Pour cela, l’équipe de scientifiques s’est penchée sur les cerveaux de 50 mamies en analysant leurs réactions au moment où l’on montre à ces dernières des photos de leurs petits-enfants. Ensuite, à titre de comparaison, les participantes ont pu observer des clichés d’enfants qu’elles ne connaissaient pas.

La première chose qu’ont remarquée les chercheurs est une proximité émotionnelle entre grands-mères et petits-enfants. « Face aux images de leur petit-enfant, elles ressentaient vraiment ce qu'il ressentait. Lorsqu'il exprime de la joie, elles ressentent de la joie. Quand il exprime de la détresse, elles ressentent de la détresse. Elles activent des zones du cerveau qui sont impliquées dans l'empathie émotionnelle, et d'autres dans le mouvement » a expliqué James Rilling, anthropologue, neuroscientifique et auteur principal de l'étude, à nos confrères de l’AFP.

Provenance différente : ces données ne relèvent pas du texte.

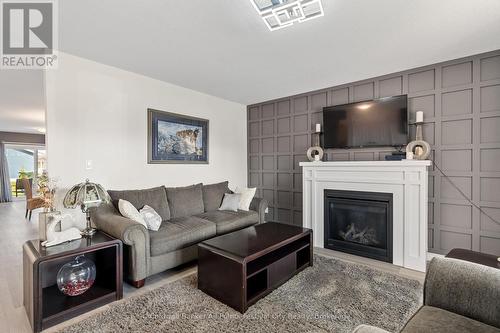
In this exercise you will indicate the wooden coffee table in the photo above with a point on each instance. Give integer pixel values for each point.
(240, 268)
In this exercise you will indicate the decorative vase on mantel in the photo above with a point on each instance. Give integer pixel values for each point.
(43, 220)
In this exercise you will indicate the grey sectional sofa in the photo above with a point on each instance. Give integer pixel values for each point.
(189, 216)
(459, 296)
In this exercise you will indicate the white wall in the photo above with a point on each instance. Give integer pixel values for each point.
(99, 113)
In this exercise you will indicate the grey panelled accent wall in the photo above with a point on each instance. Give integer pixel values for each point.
(461, 104)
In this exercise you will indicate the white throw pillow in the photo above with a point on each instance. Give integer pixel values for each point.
(247, 195)
(129, 211)
(230, 202)
(151, 217)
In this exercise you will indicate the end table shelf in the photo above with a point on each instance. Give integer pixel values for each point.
(45, 304)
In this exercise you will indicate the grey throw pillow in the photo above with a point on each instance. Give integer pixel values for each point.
(153, 197)
(231, 202)
(185, 201)
(213, 195)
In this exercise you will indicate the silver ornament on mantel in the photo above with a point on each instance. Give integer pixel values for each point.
(420, 148)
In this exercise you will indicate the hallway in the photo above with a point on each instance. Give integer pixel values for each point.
(15, 231)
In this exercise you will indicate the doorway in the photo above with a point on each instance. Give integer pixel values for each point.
(25, 162)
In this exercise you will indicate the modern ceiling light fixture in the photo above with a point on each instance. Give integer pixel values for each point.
(279, 14)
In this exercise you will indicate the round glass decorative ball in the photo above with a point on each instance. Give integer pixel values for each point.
(77, 276)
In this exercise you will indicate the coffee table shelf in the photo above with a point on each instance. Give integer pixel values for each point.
(240, 268)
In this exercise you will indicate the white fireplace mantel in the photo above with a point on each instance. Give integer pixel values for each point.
(406, 180)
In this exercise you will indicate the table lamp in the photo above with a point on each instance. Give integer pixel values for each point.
(86, 195)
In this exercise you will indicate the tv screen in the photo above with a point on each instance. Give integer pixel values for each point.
(382, 122)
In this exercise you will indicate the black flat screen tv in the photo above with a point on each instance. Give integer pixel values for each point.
(378, 123)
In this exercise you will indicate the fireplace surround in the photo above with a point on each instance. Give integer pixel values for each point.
(359, 222)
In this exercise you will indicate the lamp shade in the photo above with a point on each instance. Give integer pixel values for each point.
(86, 195)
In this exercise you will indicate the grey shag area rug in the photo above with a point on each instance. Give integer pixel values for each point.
(331, 296)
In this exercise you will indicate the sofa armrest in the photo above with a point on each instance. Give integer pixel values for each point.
(134, 234)
(259, 205)
(465, 288)
(368, 329)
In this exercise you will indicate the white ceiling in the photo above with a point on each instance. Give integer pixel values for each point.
(22, 101)
(223, 48)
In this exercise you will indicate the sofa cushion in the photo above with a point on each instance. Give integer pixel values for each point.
(154, 197)
(431, 319)
(227, 221)
(185, 201)
(213, 195)
(178, 233)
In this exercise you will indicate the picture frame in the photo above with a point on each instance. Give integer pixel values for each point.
(177, 139)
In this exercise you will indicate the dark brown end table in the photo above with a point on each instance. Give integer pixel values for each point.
(45, 305)
(240, 268)
(475, 257)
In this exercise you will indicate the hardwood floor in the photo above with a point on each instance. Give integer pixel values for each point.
(16, 230)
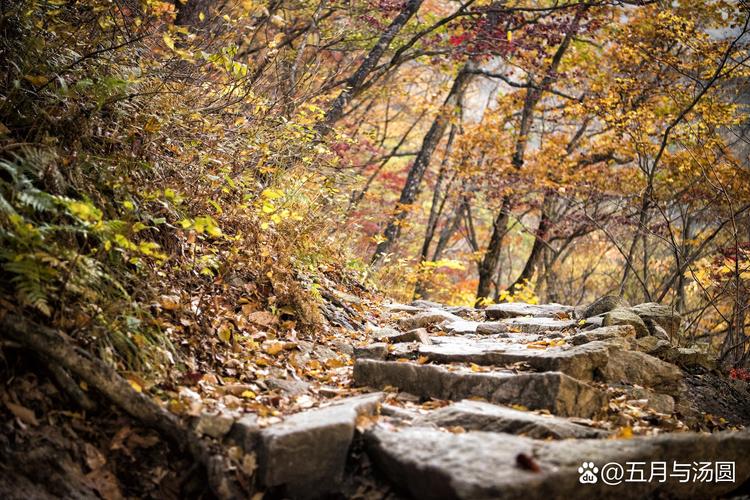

Ces mêmes zones du cerveau s’activent aussi chez les mères, ce qui les pousse à aller vers leur enfant, interagir avec lui et ainsi laisser place à leur instinct maternel.

Ceci étant dit, cette empathie sentimentale exacerbée pourrait être directement liée à l’apparence des enfants. Et pour cause, quand les scientifiques ont fait voir aux grands-mères des photos de leur(s) enfant(s) à l’âge adulte, l'activation des régions traduisant de l'empathie cognitive était plus forte mais elle générait moins d’implication émotionnelle.

La grand-mère, un rôle à part

Selon James Rilling, cette corrélation entre le côté mignon et attendrissant des jeunes enfants et l’envie de protection qu’ils suscitent est un phénomène connu scientifiquement et que l’on retrouve chez de nombreuses espèces animales.

Dans un second temps, l’équipe de chercheurs menée par James Rilling a également souhaité comparer les données obtenues chez les grands-mères avec celles récoltées lors de la même expérience effectuée en présence de grand-père, et les résultats ont été assez parlants.

Les scientifiques ont ainsi noté que, généralement, les mamies activaient plus intensément les régions impliquées dans l’empathie émotionnelle que leurs homologues masculins. Évidemment, il existe des contre-exemples et ceci est un constat global.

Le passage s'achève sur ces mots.